Aidas Bareikis employs found objects, or rather borrows them from the endless circulation of recycling – both of artistic experience and obstructed consumption – until it becomes self-made volumes of “natural” man-made processes – an Anthropocene nature in-effect. The indeterminate inclusion bares the memories of the void of neglect, impoverishment to the result of the beauty of some kind of “striped” baroque. Raw experimentation creates a dreamy, surreal, yet brutally honest presentation.

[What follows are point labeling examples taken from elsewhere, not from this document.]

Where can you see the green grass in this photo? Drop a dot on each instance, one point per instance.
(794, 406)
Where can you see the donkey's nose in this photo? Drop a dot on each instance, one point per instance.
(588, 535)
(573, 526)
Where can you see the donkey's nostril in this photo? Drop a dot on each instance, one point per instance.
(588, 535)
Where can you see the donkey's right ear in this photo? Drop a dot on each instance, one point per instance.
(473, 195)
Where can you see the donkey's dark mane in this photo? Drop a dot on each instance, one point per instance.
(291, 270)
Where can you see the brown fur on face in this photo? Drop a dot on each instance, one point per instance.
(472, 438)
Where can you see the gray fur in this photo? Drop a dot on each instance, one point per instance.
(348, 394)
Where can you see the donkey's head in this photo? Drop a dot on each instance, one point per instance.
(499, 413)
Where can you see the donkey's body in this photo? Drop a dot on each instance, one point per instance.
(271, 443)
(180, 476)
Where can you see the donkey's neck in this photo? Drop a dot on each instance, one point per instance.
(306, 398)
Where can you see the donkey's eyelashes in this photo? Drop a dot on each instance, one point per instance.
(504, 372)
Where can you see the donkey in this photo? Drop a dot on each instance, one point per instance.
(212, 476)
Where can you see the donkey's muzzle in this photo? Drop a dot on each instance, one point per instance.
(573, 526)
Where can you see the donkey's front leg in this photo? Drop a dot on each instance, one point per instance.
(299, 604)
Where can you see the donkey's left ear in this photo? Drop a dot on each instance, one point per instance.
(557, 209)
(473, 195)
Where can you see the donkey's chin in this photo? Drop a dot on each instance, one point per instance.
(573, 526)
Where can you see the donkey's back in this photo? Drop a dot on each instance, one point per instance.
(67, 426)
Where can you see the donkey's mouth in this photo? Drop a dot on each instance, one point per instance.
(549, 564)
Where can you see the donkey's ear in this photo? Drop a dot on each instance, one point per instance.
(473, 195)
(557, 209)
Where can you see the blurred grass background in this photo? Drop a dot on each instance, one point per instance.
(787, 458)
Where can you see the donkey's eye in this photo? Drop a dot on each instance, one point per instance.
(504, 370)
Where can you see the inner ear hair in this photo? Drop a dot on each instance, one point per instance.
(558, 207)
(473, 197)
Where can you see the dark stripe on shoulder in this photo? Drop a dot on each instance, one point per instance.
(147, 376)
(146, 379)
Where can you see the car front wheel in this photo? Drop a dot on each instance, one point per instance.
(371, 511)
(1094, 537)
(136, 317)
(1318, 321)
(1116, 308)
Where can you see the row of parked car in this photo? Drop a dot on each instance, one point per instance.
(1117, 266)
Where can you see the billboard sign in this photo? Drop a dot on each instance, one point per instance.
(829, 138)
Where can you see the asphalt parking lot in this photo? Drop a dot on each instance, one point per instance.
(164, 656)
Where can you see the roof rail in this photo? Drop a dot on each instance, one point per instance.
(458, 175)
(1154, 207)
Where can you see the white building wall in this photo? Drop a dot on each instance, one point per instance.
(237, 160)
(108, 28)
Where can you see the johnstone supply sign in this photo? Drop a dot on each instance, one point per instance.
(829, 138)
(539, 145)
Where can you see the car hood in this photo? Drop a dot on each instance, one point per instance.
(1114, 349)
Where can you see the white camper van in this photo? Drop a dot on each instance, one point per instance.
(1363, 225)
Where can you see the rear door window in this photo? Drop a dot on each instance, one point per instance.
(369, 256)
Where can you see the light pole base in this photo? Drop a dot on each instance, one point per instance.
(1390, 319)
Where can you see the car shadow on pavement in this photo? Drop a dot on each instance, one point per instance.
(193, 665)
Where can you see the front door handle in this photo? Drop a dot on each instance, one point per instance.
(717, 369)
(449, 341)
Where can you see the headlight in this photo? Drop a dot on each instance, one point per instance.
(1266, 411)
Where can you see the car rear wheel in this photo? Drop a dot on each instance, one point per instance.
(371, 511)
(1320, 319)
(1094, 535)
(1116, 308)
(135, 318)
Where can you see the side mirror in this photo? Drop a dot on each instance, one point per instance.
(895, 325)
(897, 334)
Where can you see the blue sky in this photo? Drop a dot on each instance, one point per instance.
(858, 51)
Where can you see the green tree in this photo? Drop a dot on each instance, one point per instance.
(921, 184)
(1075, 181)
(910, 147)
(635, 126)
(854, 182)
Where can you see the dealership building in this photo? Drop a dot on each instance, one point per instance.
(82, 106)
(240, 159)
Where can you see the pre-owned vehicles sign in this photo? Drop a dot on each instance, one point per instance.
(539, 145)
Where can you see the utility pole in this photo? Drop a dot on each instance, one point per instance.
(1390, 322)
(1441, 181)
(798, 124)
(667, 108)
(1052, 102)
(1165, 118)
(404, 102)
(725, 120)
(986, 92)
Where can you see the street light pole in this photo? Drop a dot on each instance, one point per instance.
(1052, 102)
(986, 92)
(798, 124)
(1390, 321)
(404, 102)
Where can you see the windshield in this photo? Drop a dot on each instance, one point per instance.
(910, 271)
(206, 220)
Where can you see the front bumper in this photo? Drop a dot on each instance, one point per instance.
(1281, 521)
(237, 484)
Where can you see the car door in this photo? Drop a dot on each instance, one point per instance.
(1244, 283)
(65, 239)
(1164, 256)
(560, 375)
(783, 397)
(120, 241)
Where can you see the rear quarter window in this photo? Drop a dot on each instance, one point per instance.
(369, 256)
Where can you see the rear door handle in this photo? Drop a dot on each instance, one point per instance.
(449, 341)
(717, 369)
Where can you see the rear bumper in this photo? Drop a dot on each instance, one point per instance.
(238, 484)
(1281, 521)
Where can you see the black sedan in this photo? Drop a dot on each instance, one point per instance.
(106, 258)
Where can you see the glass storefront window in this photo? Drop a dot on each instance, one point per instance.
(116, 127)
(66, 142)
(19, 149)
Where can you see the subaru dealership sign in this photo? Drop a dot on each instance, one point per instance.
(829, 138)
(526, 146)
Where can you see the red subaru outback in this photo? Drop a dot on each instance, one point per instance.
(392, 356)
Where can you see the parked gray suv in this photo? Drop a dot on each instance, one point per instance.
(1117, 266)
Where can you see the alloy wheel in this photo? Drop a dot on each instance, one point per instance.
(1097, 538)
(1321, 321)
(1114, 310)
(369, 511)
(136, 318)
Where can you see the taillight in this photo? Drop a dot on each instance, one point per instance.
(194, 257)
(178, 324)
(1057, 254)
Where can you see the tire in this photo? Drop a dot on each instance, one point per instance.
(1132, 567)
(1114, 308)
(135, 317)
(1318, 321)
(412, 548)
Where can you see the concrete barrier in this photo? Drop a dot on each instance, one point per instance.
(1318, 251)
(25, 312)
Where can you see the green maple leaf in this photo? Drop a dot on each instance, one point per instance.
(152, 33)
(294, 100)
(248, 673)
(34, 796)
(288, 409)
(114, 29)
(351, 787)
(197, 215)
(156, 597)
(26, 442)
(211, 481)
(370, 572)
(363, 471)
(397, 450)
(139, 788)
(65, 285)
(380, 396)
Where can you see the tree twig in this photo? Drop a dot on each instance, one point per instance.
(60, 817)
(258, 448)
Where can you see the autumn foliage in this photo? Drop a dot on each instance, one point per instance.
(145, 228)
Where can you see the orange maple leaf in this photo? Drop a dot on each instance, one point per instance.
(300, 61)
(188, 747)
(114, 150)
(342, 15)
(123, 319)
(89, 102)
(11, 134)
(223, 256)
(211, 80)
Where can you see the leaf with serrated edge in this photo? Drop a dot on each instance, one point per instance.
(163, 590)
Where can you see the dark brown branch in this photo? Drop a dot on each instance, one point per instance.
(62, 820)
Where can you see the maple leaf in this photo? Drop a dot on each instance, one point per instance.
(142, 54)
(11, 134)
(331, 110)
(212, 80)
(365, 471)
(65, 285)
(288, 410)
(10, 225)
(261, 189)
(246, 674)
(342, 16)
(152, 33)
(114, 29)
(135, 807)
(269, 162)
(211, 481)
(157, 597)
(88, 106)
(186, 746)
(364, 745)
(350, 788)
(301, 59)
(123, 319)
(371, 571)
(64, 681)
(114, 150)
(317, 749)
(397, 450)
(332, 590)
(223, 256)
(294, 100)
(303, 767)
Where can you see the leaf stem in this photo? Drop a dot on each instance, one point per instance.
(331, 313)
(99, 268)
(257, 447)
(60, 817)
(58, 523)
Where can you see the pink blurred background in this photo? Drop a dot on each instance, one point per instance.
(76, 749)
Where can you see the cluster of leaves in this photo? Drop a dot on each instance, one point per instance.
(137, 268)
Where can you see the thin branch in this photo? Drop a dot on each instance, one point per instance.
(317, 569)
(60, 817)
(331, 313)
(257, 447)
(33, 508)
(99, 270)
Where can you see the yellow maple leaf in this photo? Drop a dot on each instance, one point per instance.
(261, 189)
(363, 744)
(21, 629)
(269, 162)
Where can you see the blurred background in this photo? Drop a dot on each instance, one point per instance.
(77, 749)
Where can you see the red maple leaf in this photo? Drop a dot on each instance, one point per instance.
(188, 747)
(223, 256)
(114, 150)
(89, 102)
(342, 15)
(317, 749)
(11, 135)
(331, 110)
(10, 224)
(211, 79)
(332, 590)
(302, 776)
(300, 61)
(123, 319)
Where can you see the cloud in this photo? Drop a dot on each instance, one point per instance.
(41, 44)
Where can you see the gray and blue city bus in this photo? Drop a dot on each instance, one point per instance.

Kim Dorland works with the contemporary Canadian landscape as a tool to navigate the human condition. It is a psychedelic acid trip through the forests of Canada. His depictions of solitude and nature, whether it be a singular ghostly figure seemingly lost in the woods or completely devoid of humans at all, have an unsettling air about them. Playing with both the intimate and the expansive, Dorland’s work is full of sharp contrasts both in execution and emotion. The graffiti on the forest trees alludes to a human presence, and where the figures themselves are lacking the space is filled with their empty presence. Dorland’s palette mixes the natural and unnatural and feels like what one might see walking through the woods on hallucinogens. His obscured faces point towards a focus on the raw emotion of the imagery he depicts, furthered by his energetic brushstrokes, impasto and globs of paint that have clearly been squeezed directly from its tube.

Bill Saylor paints with an intense energy that emerges from his canvases in the form of hybrid human-animal and interspecies animal-animal creatures. The crude grit and aggression with which he paints is palpable. Saylor has created his own iconographic vocabulary of his hybrid-creatures and symbols whose bright colors and seemingly fast application carry a raw, at times humorous, force. Saylor brings together energy and tension in a manner that is uniquely his own. His paintings and works on paper merge a focus on the gestures as well as the content of his work. His paintings and works on paper merge a focus on the gestures as well as the content of his work, a kind of nature painting for the Anthropocene age.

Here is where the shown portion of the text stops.